Which Masks Does Your Low Self-Esteem Wear?
Which costumes does your low self-esteem wear?
Low self-esteem is a lot of things: isolating, painful, dangerous, even deadly. But also sneaky.
Low self-esteem is a master thief and creepy stalker and tireless trickster all rolled into one.
It is a stage magician turning ropes into roses, then — shazam! — into ropes again. It is that awful bully who hid behind corners, sticking out a leg then laughing as you tripped over that leg and fell.
It is the clown who shakes your hand while hiding a joy buzzer inside his.
It is the ghost you cannot see, then ... Boo!
Self-loathing is deceptive because it lives in our minds, and human minds are built to be creative and resourceful.
You might think self-hatred is the opposite of creativity — just a grinding dead end — but no. Self-hatred employs creativity to hide itself, to masquerade as other things, because self-hatred doesn't want us to see it plainly for what it is, because if we saw it for what it is, we might feel shocked enough to make eradicating it our first priority.
If we could see our self-hatred for what it is, we might feel — surging from our dark, long-denied depths, surprising us — rage: not at ourselves, for once in our lives, but at self-hatred as a thing, an injustice, a state of mind. We might feel self-compassion, which self-hatred really — ha ha — hates.
Self-hatred doesn't want to take the risk of showing itself too plainly, because self-hatred doesn't want to die.
So it attempts to prolong its existence by pretending to be other things, to make us think our real problems are addiction or obesity or social phobia or boredom or big ears.

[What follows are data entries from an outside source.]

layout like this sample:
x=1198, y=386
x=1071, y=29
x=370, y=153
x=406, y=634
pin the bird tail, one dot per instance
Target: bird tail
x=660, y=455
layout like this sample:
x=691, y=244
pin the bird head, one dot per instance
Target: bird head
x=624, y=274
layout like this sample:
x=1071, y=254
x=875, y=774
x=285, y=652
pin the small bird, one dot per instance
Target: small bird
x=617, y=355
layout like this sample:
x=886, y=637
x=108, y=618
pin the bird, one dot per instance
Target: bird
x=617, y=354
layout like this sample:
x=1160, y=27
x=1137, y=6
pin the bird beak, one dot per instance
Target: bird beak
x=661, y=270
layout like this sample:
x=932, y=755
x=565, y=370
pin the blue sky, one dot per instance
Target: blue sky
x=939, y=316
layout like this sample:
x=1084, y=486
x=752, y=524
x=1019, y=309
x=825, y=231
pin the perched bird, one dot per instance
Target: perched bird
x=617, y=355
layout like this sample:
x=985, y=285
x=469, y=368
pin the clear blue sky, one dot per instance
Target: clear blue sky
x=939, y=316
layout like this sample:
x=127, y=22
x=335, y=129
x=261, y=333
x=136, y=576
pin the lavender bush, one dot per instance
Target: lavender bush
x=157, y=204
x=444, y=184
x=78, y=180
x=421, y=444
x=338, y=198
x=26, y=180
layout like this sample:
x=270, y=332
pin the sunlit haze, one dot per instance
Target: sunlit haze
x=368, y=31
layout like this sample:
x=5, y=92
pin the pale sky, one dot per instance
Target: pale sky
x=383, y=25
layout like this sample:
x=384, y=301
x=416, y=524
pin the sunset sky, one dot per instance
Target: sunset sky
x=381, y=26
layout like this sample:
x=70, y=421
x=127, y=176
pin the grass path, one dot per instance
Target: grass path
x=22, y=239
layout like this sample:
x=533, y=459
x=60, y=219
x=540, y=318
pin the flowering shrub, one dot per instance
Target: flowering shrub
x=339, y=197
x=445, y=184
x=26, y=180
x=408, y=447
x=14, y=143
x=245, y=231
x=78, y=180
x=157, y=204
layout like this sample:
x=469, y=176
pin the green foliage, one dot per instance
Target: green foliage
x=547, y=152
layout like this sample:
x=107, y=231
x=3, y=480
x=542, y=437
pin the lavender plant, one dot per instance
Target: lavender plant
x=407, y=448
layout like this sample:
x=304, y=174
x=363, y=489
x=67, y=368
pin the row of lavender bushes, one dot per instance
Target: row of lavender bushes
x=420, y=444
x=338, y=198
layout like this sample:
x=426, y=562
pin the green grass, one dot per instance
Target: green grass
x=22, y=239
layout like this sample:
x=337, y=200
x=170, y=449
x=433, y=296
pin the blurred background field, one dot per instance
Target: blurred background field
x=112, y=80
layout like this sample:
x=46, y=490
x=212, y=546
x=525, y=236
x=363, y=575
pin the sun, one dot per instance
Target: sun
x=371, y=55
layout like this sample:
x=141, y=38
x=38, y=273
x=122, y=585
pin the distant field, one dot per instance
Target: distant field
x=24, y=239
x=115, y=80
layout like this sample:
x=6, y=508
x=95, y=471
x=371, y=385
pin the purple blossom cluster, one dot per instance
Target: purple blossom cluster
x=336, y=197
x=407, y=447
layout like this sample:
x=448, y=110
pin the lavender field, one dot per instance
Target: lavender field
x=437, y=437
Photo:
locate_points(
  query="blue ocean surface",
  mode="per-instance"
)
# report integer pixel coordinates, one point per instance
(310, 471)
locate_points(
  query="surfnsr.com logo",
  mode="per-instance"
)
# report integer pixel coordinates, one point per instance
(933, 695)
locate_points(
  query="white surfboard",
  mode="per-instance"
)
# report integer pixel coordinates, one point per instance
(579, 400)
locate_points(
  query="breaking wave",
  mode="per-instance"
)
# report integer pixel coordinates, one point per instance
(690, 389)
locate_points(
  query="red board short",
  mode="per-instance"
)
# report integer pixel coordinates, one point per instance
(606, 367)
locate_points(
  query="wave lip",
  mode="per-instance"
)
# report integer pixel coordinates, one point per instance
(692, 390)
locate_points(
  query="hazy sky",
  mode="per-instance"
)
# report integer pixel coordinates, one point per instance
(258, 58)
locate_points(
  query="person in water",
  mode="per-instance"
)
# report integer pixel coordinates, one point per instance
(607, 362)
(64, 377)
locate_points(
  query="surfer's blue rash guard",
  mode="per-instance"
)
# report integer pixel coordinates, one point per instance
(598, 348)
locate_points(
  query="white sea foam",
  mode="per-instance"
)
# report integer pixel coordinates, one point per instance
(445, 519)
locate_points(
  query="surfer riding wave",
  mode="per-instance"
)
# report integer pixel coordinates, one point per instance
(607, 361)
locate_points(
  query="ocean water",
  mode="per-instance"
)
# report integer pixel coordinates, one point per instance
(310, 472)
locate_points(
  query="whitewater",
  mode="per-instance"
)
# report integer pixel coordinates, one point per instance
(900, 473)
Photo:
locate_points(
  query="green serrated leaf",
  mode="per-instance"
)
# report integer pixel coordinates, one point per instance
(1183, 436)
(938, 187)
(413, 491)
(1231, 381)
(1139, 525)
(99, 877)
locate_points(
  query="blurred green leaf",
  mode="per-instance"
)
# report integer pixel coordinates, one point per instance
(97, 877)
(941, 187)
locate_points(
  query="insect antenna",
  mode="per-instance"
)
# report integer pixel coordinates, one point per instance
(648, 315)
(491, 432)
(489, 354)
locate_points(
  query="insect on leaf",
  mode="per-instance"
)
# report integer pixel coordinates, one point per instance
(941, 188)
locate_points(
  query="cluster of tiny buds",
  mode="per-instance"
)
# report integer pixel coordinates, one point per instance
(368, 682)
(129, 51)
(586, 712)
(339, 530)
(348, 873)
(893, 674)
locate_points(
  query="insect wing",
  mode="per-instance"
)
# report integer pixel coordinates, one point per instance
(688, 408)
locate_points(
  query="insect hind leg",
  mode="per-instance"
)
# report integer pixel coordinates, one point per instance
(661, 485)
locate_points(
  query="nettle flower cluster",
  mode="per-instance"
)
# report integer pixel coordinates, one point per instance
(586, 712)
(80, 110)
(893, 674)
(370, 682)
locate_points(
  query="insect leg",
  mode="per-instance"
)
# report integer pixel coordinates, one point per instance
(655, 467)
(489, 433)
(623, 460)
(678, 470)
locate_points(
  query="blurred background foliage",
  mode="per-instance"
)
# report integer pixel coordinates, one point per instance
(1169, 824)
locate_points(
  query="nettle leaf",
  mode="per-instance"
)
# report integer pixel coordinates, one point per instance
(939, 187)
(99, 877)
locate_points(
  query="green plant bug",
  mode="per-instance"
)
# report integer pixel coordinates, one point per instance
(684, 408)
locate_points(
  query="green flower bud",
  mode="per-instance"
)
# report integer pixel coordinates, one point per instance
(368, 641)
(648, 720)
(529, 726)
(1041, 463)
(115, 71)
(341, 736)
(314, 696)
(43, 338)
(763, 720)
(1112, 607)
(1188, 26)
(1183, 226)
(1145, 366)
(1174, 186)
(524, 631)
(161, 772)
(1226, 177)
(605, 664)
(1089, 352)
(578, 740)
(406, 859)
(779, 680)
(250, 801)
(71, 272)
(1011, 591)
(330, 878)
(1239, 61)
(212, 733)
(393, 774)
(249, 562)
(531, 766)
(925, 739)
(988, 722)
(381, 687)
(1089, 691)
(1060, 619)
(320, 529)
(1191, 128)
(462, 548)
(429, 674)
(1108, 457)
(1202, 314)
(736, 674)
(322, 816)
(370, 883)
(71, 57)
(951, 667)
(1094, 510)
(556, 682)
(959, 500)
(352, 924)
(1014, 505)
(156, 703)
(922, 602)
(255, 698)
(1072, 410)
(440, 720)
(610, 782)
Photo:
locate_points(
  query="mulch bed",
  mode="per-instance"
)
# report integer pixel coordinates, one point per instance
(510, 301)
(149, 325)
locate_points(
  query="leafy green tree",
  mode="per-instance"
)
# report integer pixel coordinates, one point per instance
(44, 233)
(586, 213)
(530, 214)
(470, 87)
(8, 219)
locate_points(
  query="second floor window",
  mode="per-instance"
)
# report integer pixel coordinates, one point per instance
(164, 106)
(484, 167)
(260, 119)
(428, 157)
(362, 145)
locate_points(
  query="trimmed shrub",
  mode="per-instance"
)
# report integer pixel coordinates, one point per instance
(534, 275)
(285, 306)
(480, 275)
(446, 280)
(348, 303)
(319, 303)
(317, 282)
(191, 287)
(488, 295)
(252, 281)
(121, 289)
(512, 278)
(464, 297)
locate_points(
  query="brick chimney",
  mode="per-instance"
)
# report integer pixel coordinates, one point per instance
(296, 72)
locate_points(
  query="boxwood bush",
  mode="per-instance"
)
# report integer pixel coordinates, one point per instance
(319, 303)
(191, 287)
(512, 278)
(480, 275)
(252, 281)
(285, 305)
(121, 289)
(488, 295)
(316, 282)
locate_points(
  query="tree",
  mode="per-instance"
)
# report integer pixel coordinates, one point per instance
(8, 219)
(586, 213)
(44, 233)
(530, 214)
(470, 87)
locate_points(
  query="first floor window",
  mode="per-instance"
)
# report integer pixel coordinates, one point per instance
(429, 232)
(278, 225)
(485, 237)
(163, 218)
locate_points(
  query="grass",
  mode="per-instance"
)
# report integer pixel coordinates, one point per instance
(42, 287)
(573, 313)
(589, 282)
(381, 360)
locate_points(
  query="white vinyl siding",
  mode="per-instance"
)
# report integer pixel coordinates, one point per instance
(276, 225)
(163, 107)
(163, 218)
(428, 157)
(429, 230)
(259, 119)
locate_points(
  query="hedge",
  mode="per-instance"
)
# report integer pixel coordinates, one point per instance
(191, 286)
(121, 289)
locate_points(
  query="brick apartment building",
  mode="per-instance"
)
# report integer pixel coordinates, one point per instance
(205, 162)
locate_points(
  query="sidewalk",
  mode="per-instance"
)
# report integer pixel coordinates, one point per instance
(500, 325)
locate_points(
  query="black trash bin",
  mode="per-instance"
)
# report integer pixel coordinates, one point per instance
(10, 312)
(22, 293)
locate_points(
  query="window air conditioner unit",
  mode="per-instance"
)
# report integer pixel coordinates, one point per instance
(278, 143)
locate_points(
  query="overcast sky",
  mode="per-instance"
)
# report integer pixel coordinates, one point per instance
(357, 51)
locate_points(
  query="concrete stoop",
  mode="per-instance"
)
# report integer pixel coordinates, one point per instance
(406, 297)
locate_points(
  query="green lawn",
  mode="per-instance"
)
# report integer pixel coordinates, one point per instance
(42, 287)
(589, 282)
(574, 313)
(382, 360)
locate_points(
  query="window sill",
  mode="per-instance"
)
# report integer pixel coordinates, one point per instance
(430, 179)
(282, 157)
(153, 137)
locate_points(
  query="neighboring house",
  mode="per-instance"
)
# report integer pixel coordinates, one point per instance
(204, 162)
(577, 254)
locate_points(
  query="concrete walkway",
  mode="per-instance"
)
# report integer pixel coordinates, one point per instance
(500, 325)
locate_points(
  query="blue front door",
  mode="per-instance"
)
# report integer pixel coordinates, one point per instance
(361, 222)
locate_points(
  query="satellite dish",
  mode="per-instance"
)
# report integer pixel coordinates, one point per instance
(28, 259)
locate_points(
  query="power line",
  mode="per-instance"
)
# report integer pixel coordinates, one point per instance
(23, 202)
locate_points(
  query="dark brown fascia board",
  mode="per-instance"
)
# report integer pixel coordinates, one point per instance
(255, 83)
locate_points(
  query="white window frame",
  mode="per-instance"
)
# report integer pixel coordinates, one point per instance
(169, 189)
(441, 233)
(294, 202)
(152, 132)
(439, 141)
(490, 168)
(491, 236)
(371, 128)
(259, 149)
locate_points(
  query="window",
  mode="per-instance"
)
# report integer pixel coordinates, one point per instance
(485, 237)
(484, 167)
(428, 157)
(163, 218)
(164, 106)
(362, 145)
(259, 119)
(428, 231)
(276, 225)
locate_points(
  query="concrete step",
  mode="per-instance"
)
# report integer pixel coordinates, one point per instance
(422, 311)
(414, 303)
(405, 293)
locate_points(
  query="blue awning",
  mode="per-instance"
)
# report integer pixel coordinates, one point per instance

And while we chase those puffs of smoke, self-hatred sits there chuckling like the dick it is.
Which costumes does your low self-esteem wear? Which forms does it assume to send you running here and there, to keep you off its track?
My self-hatred has many masquerades. I spend days consumed by concern about something or other before suddenly remembering that this disaster and that other one last week, and all the rest before were problems, sure, but more importantly were all offshoots of my main problem, the one that creates the rest and dispatches them in their clever costumes to dismantle me.
In writing or with diagrams or drawing, let's identify those wicked masqueraders our low self-esteem sends out into our lives. Here are two of mine which you can use as guidelines to unmask your own.
• Fear. Not the ordinary Yeek! A spider! sort of basic self-protective scaredness which is built into most species and helps us survive: my fear is constant, chronic, always either actively fixed on an object or seeking one frantically. I fear earthquakes and bombs and rejection and blindness and a billion other things, but that's because what I really fear is myself: my perceived clumsiness and inattentiveness and foolishness and whatever else puts living creatures into danger and prevents them from escaping. Every panic attack over unanswered texts or airplane turbulence boils down to my fear — aka mistrust, aka dislike — of myself.
• Passivity. Seeing me sit nearly motionless for hours, staring at a screen or into space, casual observers might mistake me for meditative, or at least serene. They might even praise me for not being restless or easily bored. Less charitable observers might call me a slug: unmotivated, unproductive. Missing out. Neither type of observer might suspect that what makes me so passive is my lack of confidence: Why engage in any activity at which I'm sure to fail or (see above) run into danger or look silly or which will make me hate myself more, e.g. What kind of loser spends two hours watching old Russian cartoons?! Better to do nothing at all.
And this is how we snatch the masks off, one by one.